Steuervermeidungspatrioten gehören allerdings nicht zu den Menschen ,die verantwortlich in einem Gemeinwesen handeln.
Diese setzen nämlich voraus ,dass die Infrastruktur einer Gesellschaft -auf deren Grundlage sie ihre Geschäfte tätigen - quasi aus dem Nichts kommt.
Traumtänzer von der Sorte ,die gerade auf dem Finanzsektor dabei sind die bisherige Zivilisation zu zerstören!
17:22
Je höher die Steuern desto größer die Schwierigkeiten.
Ich kann mein erarbeitetes Geld selber ausgeben. Wer sich entmündigen lassen will soll doch dem Staat sein Geld schenken.
17:15
Dieser Kommentar wurde von einem Moderator blockiert.
16:56
Sozialismus UND Kapitalismus sind gescheitert.
Der richtige Weg liegt in der Mitte. Das Kapital muss wieder solidarischer mit dem einfachen Bürger werden, die sozialisten müssen sich von ihrer Gleichmacherei verabschieden. Jeder soll so viel verdienen wie er kann. Aber nur solange es nicht die Gesellschaft spaltet und einige an den Rand derselben drängt.
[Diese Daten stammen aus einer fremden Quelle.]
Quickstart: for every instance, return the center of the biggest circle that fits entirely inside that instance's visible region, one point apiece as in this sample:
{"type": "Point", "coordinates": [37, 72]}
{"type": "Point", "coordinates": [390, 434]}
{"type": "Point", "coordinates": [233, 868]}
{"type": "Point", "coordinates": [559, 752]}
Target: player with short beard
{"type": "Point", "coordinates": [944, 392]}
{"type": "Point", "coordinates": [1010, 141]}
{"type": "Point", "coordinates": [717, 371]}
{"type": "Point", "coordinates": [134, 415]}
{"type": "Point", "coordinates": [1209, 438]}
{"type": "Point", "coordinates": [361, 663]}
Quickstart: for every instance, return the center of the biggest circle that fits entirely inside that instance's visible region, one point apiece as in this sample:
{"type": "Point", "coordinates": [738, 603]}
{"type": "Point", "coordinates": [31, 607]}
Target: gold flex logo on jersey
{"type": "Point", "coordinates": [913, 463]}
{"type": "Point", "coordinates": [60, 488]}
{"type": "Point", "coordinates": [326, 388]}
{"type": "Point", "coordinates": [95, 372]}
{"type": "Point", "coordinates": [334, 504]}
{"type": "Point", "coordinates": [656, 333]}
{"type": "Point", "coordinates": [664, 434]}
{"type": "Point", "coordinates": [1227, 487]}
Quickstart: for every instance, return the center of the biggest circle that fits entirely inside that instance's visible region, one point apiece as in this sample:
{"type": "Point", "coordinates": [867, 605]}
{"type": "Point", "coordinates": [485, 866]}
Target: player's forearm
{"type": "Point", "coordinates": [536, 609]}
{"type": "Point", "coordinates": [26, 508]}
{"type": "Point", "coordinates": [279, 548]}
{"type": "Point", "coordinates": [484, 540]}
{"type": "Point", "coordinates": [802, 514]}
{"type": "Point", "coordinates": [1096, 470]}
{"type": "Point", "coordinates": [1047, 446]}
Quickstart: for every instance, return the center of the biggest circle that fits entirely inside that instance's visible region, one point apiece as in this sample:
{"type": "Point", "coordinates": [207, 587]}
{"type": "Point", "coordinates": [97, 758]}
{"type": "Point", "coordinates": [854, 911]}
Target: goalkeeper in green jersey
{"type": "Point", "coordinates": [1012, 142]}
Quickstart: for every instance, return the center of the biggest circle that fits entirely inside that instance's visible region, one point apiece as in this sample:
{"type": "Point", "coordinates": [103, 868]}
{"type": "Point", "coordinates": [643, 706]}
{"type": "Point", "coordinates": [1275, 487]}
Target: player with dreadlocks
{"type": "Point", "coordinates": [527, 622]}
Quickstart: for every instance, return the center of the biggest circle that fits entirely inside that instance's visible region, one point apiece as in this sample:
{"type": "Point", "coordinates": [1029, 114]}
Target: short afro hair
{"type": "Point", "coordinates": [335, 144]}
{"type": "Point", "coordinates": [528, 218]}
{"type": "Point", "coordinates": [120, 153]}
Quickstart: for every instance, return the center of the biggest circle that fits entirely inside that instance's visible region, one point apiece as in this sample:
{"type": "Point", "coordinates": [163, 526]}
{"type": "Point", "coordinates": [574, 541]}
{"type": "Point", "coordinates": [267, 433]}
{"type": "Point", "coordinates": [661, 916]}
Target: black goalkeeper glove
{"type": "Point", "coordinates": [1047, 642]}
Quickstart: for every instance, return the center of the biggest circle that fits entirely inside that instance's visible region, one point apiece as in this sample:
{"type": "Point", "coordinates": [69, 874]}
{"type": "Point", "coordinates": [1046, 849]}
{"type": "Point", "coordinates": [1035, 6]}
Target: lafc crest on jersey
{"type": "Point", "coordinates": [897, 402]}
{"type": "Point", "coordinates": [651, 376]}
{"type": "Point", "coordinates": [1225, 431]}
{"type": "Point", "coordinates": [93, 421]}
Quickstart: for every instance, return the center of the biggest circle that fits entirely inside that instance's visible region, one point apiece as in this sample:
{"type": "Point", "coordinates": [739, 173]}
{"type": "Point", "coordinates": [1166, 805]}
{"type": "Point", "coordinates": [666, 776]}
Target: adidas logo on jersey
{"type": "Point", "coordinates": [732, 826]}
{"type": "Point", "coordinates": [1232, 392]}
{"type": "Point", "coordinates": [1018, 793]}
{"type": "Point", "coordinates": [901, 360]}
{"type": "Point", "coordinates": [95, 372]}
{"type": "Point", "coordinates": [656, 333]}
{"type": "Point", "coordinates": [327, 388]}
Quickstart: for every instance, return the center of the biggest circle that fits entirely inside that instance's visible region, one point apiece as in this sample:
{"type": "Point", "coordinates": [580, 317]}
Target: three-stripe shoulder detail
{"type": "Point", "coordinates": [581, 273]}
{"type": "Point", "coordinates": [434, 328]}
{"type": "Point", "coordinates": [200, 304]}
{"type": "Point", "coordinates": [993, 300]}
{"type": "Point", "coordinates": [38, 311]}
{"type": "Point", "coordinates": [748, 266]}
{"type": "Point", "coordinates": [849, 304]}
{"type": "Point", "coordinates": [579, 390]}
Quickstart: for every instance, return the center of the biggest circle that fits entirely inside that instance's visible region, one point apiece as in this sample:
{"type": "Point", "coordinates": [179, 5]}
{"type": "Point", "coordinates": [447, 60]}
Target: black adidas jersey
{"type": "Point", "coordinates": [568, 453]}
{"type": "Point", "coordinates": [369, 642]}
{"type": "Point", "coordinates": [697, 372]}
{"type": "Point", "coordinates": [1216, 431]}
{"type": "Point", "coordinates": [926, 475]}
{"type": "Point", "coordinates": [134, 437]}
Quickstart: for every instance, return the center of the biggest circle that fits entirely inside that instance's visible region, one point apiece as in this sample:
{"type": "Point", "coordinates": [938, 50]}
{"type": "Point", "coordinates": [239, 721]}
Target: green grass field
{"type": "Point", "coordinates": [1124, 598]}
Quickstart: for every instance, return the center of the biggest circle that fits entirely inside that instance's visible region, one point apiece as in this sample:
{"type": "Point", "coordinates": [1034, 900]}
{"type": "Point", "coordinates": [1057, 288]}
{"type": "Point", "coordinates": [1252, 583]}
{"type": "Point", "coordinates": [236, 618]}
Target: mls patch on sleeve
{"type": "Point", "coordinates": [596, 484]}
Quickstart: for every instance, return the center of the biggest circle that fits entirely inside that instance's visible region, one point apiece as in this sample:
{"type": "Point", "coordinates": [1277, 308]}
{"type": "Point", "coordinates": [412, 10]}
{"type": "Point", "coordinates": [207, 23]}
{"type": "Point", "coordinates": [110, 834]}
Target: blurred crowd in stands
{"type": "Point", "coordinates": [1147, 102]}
Steuern sollte man, wenn nötig, befristet erhöhen wenn der Staat in Schwierigkeiten steckt. Dem Bundesrechnungshof muß mehr Kompetenz zugestanden werden.
16:53
Die Vertreter der Linkspartei mögen zwar recht haben. Allerdings sollten sie bei allen ihren eigenen Verfehlungen und ihrer Inkompetenz besser den Mund halten. Eine Alternative sind sie bestimmt nicht!
16:37
Warum wirft sie Castro denn nicht politisches Versagen vor, statt ihm zu gratulieren?
16:18
Der Knackpunkt liegt zwischen Anspruch und Wirklichkeit: Der rot-rote Senat in Berlin ist alles andere als sozial gerecht. Wenn man die Chance zu regieren hat, will ich auch Ergebnisse sehen.
16:05
Bravo Sarah !
Die Systemfrage ist nämlich die alles entscheidene!
Der Kapitalismus ist definitifiv gescheitert und verursacht Massenarmut und Tod in allen Ländern dieser Erde !
BRECHT DEM KAPITAL DIE GRÄTEN; ALLE MACHT DEN RÄTEN !
15:51
MIt einer Bundeskanzlerin Gesine Lötsch ginge es der BRD deutlich besser, und Europa hätte Dank ihrer vorausschauenden und der sprichwörtlich zukunftweisenden linken Finanzkompetenz (man nennt es auch Planwirtschaft) keine Wirtschaftskrise. Schade, dass die diese historische Chance für Jahrzehnte vertan ist.